Madeira, my dear?
Identifying the Snake in the Glass
In the days before the twentieth century’s marketing of alcohol with distinctive bottles and branded labels, alcohol was decanted at home into glass decanters. Wine labels, or ‘bottle tickets’ as they were sometimes known, were hung on the necks of decanters to identify the contents within – in this case, madeira and brandy.
Decanters and wine labels were both stalwarts of the Victorian liquor cabinet, having been produced in large quantities since the fifteenth and sixteenth centuries. Madeira, a fortified wine, had been shipped from the Portuguese Madeira Islands since the 1400s. Brandy, a distilled wine that originated in The Netherlands, was used for medicinal purposes as well as for an after-dinner tipple, and to flame the pudding on Christmas Day.
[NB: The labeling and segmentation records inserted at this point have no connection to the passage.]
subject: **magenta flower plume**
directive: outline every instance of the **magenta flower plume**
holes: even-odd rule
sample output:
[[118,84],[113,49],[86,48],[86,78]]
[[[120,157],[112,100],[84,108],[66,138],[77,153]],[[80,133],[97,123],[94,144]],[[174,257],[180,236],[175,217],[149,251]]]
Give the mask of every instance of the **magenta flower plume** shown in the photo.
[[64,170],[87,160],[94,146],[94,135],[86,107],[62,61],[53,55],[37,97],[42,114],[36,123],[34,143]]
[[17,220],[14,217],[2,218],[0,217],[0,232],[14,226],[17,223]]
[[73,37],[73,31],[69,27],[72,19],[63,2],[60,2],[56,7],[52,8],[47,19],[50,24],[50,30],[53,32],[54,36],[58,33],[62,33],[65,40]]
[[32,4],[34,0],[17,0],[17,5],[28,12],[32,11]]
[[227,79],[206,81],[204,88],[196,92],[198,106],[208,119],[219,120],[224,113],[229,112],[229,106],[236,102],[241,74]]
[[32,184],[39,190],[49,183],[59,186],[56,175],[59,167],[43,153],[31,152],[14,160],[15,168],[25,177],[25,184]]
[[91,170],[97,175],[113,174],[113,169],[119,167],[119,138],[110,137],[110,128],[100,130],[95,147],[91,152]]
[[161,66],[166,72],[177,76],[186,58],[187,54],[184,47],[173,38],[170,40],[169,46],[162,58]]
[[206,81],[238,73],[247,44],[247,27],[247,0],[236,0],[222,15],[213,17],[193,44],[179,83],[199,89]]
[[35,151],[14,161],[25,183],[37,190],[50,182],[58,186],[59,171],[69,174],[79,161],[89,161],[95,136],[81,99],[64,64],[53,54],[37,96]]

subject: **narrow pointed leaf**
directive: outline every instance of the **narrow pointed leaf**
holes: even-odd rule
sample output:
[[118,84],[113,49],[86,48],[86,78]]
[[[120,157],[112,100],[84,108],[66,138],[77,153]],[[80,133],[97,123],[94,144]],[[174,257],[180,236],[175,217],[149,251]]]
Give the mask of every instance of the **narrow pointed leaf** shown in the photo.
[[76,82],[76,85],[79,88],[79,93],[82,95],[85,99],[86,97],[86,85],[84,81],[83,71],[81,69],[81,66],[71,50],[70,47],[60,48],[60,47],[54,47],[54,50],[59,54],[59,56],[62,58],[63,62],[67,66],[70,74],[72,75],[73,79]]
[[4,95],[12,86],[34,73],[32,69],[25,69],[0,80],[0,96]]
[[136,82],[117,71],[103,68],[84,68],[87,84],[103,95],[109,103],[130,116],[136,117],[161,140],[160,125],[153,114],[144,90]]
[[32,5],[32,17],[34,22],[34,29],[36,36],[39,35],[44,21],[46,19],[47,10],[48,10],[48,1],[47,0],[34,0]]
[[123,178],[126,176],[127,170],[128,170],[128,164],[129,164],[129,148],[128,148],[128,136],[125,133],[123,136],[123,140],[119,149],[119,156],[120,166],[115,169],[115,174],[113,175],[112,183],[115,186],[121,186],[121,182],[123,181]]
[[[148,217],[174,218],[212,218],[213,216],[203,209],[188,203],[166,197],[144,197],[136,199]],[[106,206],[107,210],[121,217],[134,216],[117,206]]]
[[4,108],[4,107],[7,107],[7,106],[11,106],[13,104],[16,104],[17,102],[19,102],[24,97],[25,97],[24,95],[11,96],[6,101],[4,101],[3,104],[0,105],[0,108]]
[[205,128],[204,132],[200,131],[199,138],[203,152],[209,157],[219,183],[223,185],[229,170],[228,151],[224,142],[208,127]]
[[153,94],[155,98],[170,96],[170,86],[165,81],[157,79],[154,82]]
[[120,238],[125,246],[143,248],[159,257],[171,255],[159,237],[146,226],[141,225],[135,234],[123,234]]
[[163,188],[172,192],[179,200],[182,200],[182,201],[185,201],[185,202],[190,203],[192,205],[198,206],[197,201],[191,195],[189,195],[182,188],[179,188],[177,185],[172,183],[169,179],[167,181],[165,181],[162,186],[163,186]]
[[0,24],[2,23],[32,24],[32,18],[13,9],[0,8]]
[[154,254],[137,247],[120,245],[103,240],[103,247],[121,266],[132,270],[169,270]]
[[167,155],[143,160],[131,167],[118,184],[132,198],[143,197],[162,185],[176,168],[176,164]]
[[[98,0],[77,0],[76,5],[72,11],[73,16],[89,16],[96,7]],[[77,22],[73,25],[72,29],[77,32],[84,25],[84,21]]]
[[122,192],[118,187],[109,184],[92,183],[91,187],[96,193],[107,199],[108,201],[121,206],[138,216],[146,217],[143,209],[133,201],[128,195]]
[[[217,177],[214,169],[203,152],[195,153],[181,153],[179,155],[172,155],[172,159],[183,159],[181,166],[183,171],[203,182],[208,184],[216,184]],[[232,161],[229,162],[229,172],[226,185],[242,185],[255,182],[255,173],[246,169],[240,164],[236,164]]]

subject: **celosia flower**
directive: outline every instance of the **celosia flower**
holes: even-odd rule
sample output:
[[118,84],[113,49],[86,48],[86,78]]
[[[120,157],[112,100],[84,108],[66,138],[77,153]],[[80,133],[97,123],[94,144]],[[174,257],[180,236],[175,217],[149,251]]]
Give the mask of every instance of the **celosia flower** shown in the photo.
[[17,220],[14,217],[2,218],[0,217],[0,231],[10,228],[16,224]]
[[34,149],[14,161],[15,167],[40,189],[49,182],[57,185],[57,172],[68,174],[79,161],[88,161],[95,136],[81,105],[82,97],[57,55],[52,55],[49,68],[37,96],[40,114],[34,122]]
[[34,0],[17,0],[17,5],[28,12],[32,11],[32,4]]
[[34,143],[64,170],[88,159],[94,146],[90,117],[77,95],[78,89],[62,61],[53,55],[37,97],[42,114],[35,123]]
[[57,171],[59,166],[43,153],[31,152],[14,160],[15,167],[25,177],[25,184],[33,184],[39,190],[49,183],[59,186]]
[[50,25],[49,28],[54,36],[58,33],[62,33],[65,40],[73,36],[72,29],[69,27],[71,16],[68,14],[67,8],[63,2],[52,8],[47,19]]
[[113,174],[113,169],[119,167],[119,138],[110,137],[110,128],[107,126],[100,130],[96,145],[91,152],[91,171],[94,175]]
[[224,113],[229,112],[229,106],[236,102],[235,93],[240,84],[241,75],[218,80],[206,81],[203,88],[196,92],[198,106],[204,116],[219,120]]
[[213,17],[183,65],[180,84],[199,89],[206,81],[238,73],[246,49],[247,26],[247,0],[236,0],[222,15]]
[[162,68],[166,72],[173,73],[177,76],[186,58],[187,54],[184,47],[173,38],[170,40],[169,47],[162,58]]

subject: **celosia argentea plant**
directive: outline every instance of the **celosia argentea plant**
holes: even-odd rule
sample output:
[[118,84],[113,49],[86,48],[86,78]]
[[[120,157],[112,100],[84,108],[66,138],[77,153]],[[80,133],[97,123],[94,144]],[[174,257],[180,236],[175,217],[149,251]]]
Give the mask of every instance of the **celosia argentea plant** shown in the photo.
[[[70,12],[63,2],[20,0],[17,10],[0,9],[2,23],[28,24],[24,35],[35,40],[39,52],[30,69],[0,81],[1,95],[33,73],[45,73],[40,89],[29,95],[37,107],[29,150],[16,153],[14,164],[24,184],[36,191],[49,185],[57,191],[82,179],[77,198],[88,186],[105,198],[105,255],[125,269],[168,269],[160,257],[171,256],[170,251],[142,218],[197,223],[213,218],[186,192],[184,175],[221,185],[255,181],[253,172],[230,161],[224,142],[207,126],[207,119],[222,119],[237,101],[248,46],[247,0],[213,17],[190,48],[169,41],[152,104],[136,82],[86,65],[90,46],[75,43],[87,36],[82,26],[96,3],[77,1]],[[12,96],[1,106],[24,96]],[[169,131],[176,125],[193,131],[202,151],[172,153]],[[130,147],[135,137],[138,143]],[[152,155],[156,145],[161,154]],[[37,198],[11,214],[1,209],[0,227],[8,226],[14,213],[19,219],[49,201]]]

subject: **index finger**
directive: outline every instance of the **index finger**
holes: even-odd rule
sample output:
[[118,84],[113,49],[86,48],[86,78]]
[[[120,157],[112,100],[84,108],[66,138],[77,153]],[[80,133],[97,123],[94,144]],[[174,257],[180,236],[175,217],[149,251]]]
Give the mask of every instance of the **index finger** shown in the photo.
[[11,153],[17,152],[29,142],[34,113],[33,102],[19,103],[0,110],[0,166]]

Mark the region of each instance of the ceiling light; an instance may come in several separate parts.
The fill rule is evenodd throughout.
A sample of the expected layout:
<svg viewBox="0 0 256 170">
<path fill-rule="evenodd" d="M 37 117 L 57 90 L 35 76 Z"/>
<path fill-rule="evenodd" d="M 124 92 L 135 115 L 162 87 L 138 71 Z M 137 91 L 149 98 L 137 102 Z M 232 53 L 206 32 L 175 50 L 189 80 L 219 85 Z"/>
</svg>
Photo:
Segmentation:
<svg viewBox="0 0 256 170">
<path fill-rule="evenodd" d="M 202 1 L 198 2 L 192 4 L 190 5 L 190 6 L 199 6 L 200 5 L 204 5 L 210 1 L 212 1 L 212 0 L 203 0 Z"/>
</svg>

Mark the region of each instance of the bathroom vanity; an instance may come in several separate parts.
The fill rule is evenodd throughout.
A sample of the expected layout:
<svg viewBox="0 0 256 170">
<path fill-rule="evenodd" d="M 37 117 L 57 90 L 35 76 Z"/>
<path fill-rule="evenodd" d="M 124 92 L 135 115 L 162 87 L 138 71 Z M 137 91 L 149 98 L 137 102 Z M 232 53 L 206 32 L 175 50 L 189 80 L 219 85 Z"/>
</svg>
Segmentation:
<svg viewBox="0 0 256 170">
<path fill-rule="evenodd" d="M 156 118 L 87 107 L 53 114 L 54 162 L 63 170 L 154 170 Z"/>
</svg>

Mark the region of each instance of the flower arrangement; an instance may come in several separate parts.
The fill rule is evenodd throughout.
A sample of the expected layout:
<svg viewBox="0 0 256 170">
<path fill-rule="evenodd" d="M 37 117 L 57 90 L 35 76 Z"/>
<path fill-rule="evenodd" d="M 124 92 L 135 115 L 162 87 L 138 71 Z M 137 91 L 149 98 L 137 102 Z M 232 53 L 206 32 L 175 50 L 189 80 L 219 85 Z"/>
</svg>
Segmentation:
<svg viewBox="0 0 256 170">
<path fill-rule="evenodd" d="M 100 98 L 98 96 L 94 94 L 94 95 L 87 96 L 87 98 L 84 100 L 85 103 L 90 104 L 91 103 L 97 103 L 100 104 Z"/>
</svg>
By the time these wine labels were produced by William Edwards in Melbourne, possibly in the latter half of the nineteenth century, the grapes on Madeira were under attack from blight and madeira was going out of fashion. Brandy, however, retained its hold and, along with wine and beer, was reviled by the growing temperance movement, which campaigned for the early closing of pubs.
In 1880, while William Edwards was exhibiting a ‘miscellany of drawing room ornaments’, medals and jewellery at the Melbourne International Exhibition, the city also hosted the International Temperance Conference, putting alcohol consumption under greater scrutiny. Social reformers urged people to ‘take the pledge’ and renounce alcohol in favour of tea or coffee. While they extolled the virtues of the ‘cup that cheers but does not inebriate’ they railed against brandy and wine – in a neat turn of phrase – as ‘the snake in the glass’.